The Options Flow Chart is one of the most powerful visualizations on the Optionomics platform. It combines real-time stock price movement with options flow data, showing you exactly where smart money is positioning as the stock moves. This guide will teach you how to read every element of this chart and use it effectively in your trading.

What is the Options Flow Chart?
The Options Flow Chart is an intraday candlestick chart that displays:
- Stock Price Action: Candlestick bars showing intraday price movement
- Call Premium Flow: Green area showing aggressive call buying (at or above ask)
- Put Premium Flow: Red area showing aggressive put buying (at or above ask)
- Net Premium Flow: Line showing the balance between calls and puts
- 0DTE Trades: Bubbles highlighting significant same-day expiration trades
- Alert Markers: Vertical lines marking unusual activity events
Understanding Each Component
1. Stock Price Candlesticks
The candlesticks show traditional intraday price action:
Why it matters: The candlesticks give you context for the options flow.
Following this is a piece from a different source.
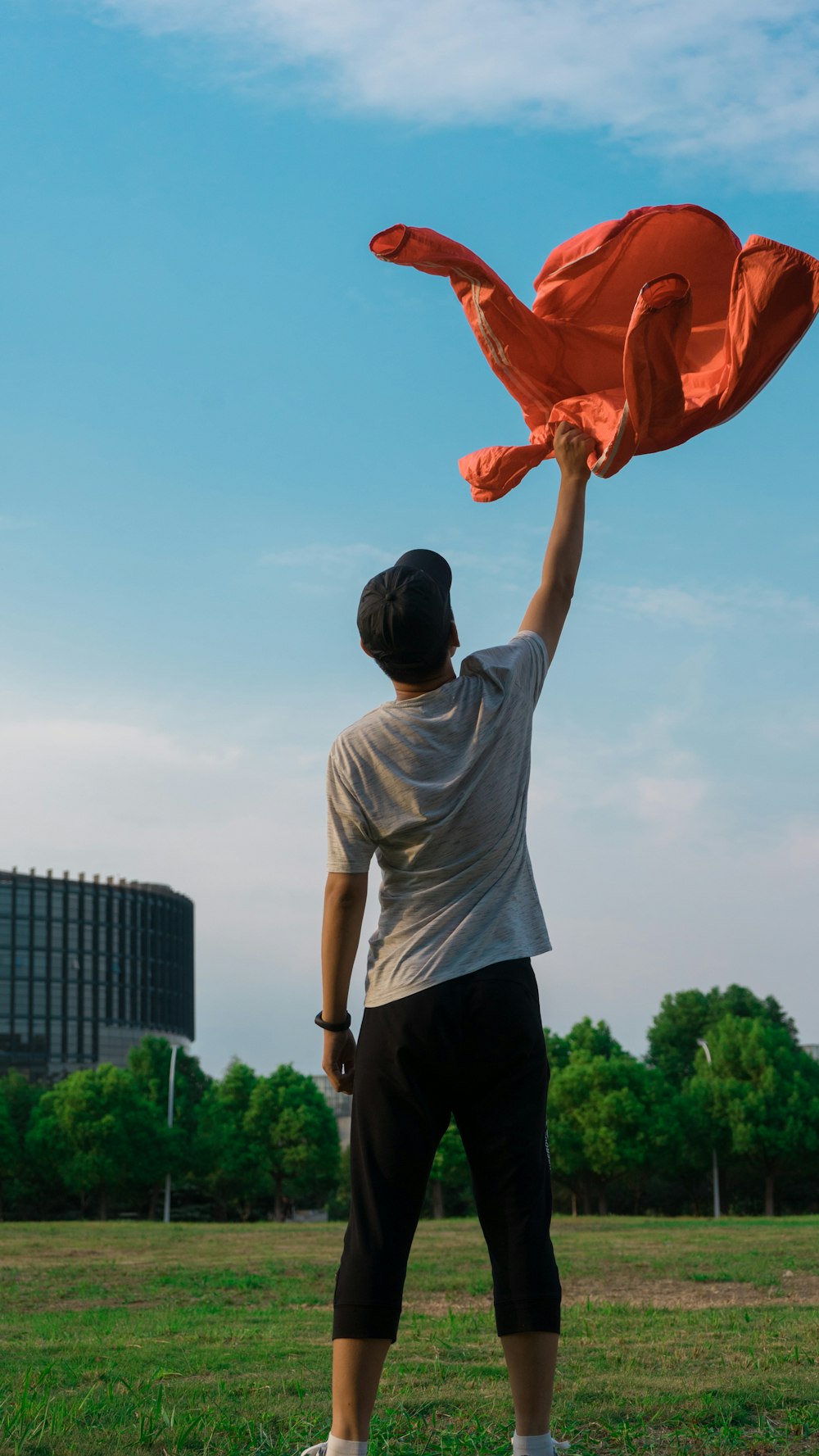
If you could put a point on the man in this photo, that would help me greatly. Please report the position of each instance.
(435, 785)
Are options traders positioning with or against the stock’s movement?
2. Call Premium Flow (Green Area/Line)
The green shaded area or line represents aggressive call buying:
What it shows:
- Total dollar premium spent on calls bought at or above ask price
- Cumulative or grouped by time period
- Only includes aggressive buys (not passive orders)
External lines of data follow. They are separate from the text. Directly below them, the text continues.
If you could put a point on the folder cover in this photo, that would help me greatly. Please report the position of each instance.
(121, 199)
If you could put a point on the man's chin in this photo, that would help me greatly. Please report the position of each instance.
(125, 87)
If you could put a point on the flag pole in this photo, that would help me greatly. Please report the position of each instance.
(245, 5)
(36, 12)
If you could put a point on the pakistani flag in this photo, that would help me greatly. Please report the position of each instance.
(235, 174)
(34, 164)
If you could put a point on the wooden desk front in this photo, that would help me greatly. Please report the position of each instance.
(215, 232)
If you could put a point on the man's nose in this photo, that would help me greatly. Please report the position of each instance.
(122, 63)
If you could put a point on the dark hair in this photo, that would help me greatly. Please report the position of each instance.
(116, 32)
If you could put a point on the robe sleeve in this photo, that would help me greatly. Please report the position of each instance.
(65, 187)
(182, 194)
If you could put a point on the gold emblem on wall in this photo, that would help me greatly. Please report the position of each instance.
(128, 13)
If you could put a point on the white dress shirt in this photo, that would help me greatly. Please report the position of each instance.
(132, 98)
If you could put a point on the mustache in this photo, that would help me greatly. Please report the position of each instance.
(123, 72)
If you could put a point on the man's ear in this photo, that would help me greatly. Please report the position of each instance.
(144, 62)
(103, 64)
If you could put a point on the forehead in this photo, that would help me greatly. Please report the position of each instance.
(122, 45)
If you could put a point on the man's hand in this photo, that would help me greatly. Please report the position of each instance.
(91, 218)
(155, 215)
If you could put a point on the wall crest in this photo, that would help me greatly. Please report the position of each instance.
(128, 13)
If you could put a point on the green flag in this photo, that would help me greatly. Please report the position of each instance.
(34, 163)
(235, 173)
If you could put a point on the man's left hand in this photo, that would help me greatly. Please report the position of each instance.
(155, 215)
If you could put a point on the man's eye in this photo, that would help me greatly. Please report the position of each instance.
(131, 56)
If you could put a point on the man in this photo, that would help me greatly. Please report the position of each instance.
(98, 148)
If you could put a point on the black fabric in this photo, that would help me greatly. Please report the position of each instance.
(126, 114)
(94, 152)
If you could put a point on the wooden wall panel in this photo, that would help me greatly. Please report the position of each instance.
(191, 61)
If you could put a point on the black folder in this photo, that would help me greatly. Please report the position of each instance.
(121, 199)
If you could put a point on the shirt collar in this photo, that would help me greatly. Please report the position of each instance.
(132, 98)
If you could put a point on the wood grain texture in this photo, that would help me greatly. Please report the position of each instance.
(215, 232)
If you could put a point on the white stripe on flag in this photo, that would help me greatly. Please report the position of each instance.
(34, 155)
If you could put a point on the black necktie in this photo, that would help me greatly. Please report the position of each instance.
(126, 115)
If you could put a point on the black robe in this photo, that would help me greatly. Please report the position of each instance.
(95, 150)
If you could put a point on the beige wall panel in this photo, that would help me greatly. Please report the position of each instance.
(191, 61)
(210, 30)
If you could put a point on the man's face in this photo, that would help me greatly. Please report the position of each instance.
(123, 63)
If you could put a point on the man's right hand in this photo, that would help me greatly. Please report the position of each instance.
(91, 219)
3. Put Premium Flow (Red Area/Line)
The red shaded area or line represents aggressive put buying:
What it shows:
- Total dollar premium spent on puts bought at or above ask price
- Same aggressive buying criteria as calls
- Often represents hedging or bearish positioning
4. Net Premium Flow Line
The net premium line shows the balance between call and put buying:
Calculation: Call Premium - Put Premium
Positive (above zero) = Net call buying
- More money flowing into calls than puts
- Bullish sentiment outweighing bearish
- Often aligns with upward price movement
Negative (below zero) = Net put buying
- More money flowing into puts than calls
- Bearish sentiment or strong hedging activity
- May indicate defensive positioning
5. 0DTE Trade Bubbles
Bubbles on the chart represent significant same-day expiration (0DTE) trades:
What they show:
- Large premium trades expiring that same day
- Bubble size = premium size
- Bubble position = time and price level of execution
- Color = call (green) or put (red)
6. Alert Markers (Vertical Lines)
Vertical lines mark moments when unusual activity alerts were triggered:
What they indicate:
- Trades that met unusual activity criteria
- Significant institutional flow detected
- High-confidence score events (typically 70+)
Remember: Options flow shows you where smart money is positioning, but it’s not a guarantee of future movement. Always practice proper risk management, use stop losses, and never bet more than you can afford to lose.